Treasurer Jim Chalmers has tapped the brakes on Labor’s reform summit, a day after Anthony Albanese talked down its significance.
In quiet talks in Parliament this week, the government has been sending a clear message: excited observers should curb their enthusiasm.
Anthony Albanese on Monday emphasised that it was cabinet, not the looming roundtable, that set the direction of government policy.Credit: Dominic Lorrimer
Cabinet had become concerned about the huge expectations being attached to this month’s three-day roundtable, including that it could lead to major tax changes that economists argue may be good for the country but might frighten voters.
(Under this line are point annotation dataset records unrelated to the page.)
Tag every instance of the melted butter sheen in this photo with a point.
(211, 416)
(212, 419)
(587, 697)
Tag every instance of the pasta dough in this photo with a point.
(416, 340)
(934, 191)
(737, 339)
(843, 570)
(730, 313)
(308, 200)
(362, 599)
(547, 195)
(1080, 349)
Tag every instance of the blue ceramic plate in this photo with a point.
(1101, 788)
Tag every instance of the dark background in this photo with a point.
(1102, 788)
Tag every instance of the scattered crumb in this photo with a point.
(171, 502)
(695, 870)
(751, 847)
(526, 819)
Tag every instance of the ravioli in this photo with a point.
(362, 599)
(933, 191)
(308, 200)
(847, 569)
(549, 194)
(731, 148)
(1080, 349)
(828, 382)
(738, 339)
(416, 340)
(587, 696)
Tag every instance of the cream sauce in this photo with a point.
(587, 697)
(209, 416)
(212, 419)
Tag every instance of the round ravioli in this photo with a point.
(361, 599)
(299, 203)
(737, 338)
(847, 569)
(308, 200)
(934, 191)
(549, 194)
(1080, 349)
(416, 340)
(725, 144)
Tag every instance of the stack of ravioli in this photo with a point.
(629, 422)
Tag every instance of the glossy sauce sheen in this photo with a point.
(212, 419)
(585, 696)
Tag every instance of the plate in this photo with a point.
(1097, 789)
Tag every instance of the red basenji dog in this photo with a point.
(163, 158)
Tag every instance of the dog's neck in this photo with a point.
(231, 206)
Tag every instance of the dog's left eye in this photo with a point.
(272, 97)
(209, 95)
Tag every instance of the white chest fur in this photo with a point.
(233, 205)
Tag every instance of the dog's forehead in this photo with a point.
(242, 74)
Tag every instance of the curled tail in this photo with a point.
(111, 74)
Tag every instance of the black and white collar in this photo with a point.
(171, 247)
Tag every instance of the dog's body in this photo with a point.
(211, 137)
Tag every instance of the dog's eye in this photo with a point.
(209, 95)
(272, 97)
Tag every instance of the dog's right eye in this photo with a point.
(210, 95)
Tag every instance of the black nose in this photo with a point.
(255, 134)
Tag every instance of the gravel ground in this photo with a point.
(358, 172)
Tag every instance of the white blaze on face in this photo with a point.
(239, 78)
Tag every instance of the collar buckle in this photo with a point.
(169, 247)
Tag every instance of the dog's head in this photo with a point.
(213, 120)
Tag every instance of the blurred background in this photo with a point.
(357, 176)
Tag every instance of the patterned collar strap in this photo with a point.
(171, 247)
When unions unveiled a demand for Bill Shorten-era wealth taxes on Sunday, several government sources said it added to a sense in Labor that Chalmers needed to erect guard rails for what has been positioned as the launchpad for a tranche of bold policies to kickstart the economy.
According to three well-placed Labor sources, the idea for a roundtable came from the prime minister and his office. Albanese first raised the idea in a meeting with the Business Council of Australia in February, one source said.
Chalmers took the idea up with gusto. From the day after the May 3 election in an ABC Insiders interview, the treasurer was talking about how the government “will do more” on reform.
He naturally became the point-person for the gabfest and opened the door to a wider debate, particularly on tax, than Albanese had planned.
The prime minister, sometimes blunt with his frustrations, let his views be known on Monday as the drumbeat of speculation about the summit jarred with his focus on delivering popular and less contentious election policies.
“To be very clear, it’s not a meeting of the cabinet. We just had one of those,” Albanese said.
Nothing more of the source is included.